Here's our process.
First things first, I removed the seat cushions and the nasty fabric and foam (probably the worst I've seen ... yuck!) and then scrubbed down the rattan with white vinegar and water. David and I decided that the bottom x's made the chair feel bottom heavy so I used the jigsaw to cut through the middle and then I pulled them out.
ahh much better!
Next we filled all of the holes with wood filler. These chairs had obviously lived with a pet or small child since the rattan x's had bite marks on it (yikes! Didn't see that before purchasing ...) so I filled those too. Finally, I'd recommend filling in as many crevices as possible prior to painting. Once I painted, the rattan wrapping at the top of the chair looked cheap since the crevices were more noticeable with the white. I ended up filling them in with extra paint, but it would take less paint if filled with wood filler first.

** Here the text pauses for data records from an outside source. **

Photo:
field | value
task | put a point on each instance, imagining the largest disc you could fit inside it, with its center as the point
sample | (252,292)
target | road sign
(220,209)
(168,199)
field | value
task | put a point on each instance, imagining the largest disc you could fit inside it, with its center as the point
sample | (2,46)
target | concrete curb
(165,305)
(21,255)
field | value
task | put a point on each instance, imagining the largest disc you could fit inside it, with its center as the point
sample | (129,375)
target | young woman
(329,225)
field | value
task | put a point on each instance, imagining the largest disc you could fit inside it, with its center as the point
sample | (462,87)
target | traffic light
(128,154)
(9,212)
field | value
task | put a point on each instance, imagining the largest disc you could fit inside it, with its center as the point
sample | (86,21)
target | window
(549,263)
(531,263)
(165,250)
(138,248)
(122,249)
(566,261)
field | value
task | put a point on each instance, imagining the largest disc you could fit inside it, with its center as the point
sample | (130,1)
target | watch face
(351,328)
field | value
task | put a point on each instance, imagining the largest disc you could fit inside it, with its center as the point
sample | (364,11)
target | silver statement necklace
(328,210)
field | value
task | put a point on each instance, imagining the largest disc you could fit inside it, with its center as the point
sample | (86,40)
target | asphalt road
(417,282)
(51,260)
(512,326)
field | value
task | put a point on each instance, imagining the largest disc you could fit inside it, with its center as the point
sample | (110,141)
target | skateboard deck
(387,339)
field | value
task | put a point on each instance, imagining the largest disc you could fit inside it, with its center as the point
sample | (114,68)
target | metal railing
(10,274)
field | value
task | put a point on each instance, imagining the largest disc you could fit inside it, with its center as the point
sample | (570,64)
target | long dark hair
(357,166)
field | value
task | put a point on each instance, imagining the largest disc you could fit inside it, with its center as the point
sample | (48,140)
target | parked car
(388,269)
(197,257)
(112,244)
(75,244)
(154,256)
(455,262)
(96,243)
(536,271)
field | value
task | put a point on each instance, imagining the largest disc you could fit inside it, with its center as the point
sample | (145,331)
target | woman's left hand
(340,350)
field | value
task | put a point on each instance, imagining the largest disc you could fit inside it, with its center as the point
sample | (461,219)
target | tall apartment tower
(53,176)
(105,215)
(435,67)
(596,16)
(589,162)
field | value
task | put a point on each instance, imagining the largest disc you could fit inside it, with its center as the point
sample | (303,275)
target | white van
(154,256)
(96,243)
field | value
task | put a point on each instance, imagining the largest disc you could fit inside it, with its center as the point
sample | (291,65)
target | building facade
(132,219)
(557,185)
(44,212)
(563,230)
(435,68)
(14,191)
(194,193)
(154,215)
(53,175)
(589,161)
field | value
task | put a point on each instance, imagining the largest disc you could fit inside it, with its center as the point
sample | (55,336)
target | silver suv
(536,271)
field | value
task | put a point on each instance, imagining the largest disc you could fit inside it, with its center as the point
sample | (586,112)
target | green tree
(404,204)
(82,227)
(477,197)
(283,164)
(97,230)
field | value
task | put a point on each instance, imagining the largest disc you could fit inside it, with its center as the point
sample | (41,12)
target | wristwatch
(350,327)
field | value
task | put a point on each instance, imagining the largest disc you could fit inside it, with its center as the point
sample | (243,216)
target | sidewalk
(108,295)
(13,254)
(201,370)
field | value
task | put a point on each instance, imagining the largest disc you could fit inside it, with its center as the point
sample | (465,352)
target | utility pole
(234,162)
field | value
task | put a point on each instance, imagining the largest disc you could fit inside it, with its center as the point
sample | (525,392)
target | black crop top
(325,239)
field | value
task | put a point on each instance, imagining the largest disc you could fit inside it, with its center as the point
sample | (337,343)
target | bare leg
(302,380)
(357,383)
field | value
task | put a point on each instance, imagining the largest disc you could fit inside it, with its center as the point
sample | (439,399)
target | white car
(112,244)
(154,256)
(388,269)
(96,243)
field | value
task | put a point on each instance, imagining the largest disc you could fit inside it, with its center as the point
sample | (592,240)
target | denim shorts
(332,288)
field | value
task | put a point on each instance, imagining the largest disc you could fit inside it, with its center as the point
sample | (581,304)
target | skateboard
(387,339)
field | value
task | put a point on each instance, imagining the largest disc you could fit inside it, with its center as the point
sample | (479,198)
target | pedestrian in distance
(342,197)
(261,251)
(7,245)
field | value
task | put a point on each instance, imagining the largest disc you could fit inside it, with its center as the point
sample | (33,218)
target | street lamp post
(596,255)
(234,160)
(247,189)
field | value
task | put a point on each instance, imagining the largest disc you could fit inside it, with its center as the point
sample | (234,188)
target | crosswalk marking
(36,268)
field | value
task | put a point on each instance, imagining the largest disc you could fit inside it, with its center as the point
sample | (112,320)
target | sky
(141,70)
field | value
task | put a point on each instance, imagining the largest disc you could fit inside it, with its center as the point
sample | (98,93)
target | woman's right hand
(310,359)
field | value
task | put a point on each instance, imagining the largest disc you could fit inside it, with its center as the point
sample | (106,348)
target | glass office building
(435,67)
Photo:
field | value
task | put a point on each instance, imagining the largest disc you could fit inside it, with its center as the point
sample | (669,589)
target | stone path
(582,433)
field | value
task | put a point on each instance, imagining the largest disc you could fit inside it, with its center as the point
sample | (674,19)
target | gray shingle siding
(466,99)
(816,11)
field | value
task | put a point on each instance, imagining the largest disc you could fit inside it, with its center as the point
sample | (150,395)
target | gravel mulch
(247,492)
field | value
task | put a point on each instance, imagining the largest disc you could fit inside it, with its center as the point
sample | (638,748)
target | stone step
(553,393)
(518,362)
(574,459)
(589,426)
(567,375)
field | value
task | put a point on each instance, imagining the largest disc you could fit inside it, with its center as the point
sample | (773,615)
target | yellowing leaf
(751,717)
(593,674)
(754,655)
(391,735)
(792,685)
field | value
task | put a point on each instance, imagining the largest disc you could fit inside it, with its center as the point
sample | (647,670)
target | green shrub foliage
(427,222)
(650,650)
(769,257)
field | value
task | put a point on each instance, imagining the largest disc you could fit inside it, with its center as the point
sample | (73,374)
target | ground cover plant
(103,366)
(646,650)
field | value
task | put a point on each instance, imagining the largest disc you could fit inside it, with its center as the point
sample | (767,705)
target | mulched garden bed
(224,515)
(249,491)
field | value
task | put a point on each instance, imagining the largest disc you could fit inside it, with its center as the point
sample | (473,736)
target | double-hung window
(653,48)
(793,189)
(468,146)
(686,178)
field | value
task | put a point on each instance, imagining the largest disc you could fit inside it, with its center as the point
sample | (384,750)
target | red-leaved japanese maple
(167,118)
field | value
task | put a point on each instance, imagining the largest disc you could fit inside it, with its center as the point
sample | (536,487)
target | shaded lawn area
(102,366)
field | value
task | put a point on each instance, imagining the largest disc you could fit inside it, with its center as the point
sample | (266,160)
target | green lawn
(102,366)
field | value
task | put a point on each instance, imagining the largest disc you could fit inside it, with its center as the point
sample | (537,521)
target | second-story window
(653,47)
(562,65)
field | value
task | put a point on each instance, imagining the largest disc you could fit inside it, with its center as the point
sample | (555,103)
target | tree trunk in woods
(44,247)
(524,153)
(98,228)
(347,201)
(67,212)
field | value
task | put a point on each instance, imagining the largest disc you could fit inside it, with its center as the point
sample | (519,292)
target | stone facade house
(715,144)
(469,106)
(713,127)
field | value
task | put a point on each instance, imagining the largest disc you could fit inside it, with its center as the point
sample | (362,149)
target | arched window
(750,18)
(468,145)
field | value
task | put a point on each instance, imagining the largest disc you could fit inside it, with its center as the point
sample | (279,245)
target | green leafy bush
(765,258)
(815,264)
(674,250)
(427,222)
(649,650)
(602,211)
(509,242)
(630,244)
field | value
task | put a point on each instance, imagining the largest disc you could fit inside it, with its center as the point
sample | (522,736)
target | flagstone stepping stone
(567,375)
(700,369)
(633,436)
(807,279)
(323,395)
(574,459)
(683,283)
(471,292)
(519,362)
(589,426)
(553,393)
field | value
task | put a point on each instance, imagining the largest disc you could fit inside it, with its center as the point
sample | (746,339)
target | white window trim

After it dried we sanded with a combination of flexible foam backed sanding pads (purchased at Sherwin Williams) and the orbital sander. Since the surfaces are all curved, we were careful not to sand the filler too much to make it flat.
Prior to painting I applied a little wood glue to the back of the rattan so it wouldn't move once painted. My original plan was to spray prime the crevices and brush the rest, but soon realized that the entire chair needed to be sprayed. It is way too much curved surface area to brush!! I used two cans on three chairs, but it probably could of used one more coat. I've said it before, but Zinsser Cover Stain primer is my favorite! It sticks great, goes on evenly and covers well. It comes out fast, so press lightly to get an even, thin coat.
We decided to airbrush our chairs with Sherwin Williams Pro Classic paint (SW Alabaster), since we had that on hand. For those without an airbrush, spray painting would work just as well. If you're curious, the airbrush is great for smaller areas where you want more control. Since the paint is easily controlled, it uses less paint since there is less overspray. However, I wouldn't recommend using it on a large surface since it would take too long.
We then decided to finish it with Krylon's Lacquer (purchased at Sherwin Williams) to give it a glossy protective finish. This has been one of our favorite clears since it didn't create drips easily and went on great.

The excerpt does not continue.